Irina: Adesso io sono una badante. Anzi la badante della Signora Maria.
AES: Come l’hai conosciuta?
Irina: In realtà non l’ho conosciuta. Dopo aver lavorato nel bar, e dopo aver imparato la lingua italiana, ho deciso di frequentare un “Corso OSA”, che ti forma proprio alle mansioni socio assistenziali, e poi ho contattato un’agenzia che mi ha messo in contatto con la famiglia della Signora Maria che cercava una badante.
La professione “regolare” di badante attraverso la selezione dell’agenzia badanti
AES: Quindi hai fatto tutto per via regolare; cioè, non a nero o “per amicizia”…
Irina: No, mi sono affidata a un’agenzia per tanti motivi…
AES: Dimmi il più importante…
Irina: Intanto il fatto che prima di mandarmi in quella casa sono stata “esaminata”, e questo è stato un bene, perché non tutte le badanti sono in grado di badare a persone che abbiano determinate patologie; quindi mi sono assicurata prima di tutto “su che cosa” andassi a fare. E poi, perché, sul piano fiscale non volevo grattacapi, non volevo problemi, né tanto meno volevo darne. Insomma: per essere tutelata sia io che la famiglia della Signora Maria.
AES: Come ti trovi?
Irina: Benissimo, davvero. So ormai quello che devo fare, e vengo qui quasi come se venissi a casa mia.
AES: Qual è il tuo servizio? Stai qui H24, oppure solo il giorno, o solo la notte?
Irina: Il mio contratto con l’agenzia è quello di badante di giorno…
AES: E riesci a vivere con questo stipendio?
Irina: A vivere chi ci riesce col suo stipendio? I soldi sempre pochi sono…
AES: Ah! Oramai conosci anche i proverbi italiani
Irina: Ma io sono italiana!
AES: Parlaci del tuo rapporto con la Signora Maria.

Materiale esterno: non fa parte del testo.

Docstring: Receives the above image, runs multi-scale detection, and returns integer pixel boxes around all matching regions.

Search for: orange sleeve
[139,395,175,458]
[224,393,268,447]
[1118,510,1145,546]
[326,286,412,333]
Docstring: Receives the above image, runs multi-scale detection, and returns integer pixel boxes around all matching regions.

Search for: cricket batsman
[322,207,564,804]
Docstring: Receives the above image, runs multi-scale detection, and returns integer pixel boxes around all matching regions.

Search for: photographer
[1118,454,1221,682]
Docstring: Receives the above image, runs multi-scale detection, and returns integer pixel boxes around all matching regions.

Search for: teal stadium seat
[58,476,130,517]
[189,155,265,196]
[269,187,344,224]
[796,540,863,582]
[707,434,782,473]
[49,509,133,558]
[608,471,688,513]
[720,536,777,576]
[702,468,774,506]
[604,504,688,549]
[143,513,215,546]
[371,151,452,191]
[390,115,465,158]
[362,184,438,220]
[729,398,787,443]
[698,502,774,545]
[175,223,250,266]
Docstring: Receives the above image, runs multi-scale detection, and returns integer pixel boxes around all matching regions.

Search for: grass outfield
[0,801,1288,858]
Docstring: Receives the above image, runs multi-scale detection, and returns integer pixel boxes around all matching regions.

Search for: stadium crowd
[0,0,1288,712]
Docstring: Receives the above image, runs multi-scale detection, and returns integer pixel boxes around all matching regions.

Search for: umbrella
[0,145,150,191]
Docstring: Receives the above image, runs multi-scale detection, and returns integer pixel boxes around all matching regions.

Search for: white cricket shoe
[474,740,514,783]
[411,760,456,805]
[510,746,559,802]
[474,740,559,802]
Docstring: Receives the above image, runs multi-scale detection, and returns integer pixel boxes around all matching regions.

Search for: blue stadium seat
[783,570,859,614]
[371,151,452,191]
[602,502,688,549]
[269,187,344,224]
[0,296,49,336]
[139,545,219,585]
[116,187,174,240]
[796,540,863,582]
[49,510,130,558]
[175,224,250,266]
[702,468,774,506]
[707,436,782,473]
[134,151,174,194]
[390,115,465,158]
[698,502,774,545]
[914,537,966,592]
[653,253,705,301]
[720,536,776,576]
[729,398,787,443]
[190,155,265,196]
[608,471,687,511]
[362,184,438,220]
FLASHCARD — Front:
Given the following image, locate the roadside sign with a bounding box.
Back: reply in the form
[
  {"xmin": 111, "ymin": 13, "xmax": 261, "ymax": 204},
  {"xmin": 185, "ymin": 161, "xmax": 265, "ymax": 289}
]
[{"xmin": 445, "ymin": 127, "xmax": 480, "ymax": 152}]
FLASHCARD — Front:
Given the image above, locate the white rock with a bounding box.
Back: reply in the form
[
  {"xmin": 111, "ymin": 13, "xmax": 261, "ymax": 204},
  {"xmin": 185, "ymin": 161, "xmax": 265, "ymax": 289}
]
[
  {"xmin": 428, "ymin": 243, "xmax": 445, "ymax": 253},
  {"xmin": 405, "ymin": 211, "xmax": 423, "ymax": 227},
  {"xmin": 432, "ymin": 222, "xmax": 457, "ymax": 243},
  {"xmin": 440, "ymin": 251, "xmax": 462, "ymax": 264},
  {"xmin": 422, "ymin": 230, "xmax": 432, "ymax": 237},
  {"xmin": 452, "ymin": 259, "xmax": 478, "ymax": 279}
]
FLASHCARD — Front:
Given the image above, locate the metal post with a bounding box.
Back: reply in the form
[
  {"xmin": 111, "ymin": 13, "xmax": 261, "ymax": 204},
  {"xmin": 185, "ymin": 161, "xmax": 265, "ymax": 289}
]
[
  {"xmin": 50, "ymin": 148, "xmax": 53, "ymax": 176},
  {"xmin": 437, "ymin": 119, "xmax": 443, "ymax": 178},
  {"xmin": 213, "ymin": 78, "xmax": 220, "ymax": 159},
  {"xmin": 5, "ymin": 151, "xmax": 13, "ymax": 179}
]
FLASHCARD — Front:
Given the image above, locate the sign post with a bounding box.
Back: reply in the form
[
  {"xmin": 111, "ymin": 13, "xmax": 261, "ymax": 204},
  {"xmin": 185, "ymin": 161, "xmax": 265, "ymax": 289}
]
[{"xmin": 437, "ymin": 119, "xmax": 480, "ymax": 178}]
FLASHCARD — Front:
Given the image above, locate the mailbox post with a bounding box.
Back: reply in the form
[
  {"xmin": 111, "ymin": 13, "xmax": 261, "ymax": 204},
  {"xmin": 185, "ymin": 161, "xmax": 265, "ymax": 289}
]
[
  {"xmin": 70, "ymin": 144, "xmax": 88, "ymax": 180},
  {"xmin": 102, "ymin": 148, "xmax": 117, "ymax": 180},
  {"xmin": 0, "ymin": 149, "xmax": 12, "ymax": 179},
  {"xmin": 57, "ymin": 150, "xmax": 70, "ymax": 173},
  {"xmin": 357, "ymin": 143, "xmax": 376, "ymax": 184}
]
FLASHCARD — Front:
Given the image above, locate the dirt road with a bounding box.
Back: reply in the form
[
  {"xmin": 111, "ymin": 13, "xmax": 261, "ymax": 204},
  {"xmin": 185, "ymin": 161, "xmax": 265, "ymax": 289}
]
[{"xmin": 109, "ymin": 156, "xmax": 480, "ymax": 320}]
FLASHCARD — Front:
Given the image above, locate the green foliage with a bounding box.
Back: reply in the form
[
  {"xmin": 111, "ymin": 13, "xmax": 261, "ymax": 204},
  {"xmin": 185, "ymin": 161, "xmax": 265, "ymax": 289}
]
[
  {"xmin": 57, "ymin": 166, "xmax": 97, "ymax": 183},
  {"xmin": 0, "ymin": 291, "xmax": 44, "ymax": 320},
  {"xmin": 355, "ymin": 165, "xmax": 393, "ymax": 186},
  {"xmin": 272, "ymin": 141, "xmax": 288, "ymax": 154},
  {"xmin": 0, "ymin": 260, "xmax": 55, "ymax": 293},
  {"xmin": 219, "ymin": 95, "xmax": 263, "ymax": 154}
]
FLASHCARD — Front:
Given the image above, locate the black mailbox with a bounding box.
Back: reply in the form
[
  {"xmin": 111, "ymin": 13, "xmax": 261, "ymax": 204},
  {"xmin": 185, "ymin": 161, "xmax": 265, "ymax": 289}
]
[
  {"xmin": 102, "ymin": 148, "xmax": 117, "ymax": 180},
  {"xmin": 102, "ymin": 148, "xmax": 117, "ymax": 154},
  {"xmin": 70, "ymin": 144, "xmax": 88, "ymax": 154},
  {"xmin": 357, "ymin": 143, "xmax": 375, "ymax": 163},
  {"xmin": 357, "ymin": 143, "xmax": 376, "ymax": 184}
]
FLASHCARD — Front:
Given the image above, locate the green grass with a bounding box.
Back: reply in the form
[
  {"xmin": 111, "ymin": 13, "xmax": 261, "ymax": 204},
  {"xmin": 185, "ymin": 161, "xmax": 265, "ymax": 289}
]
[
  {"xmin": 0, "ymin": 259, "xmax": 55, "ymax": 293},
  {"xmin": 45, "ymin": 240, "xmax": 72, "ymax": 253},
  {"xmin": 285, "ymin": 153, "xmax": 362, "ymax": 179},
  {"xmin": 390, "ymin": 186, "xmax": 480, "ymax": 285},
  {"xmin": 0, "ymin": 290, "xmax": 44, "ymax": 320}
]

Irina: La Signora Maria all’inizio, devo dire la verità, non si fidava tanto di me. Sì, è sempre stata educata e gentile con me, ma sempre con distacco. Poi c’è stato un momento in cui un giorno avevo finito il turno delle mie ore; al termine veniva la figlia, ovvero, ci davamo il cambio. Quella volta chiamò per avvisare che avrebbe fatto ritardo di un’oretta, durante la quale la Signora Maria sarebbe rimasta sola. Ma non era questo il problema perché la Signora è quasi autosufficiente; il fatto è che la vidi triste. Mi tolsi il cappotto, mi sedetti vicino a lei, e le dissi che avrei visto la televisione insieme a lei fin quando non fosse arrivata la figlia. Mi sorrise tantissimo. Da allora è quasi una mamma per me.
AES: Un po’ com’è successo con tua nonna!
Irina: Bravissimo! Proprio così.
AES: Grazie mille, Irina, per questa piccola ma importante testimonianza.
Irina: Grazie a voi.
AES: Ci saluti tanto la Signora Maria!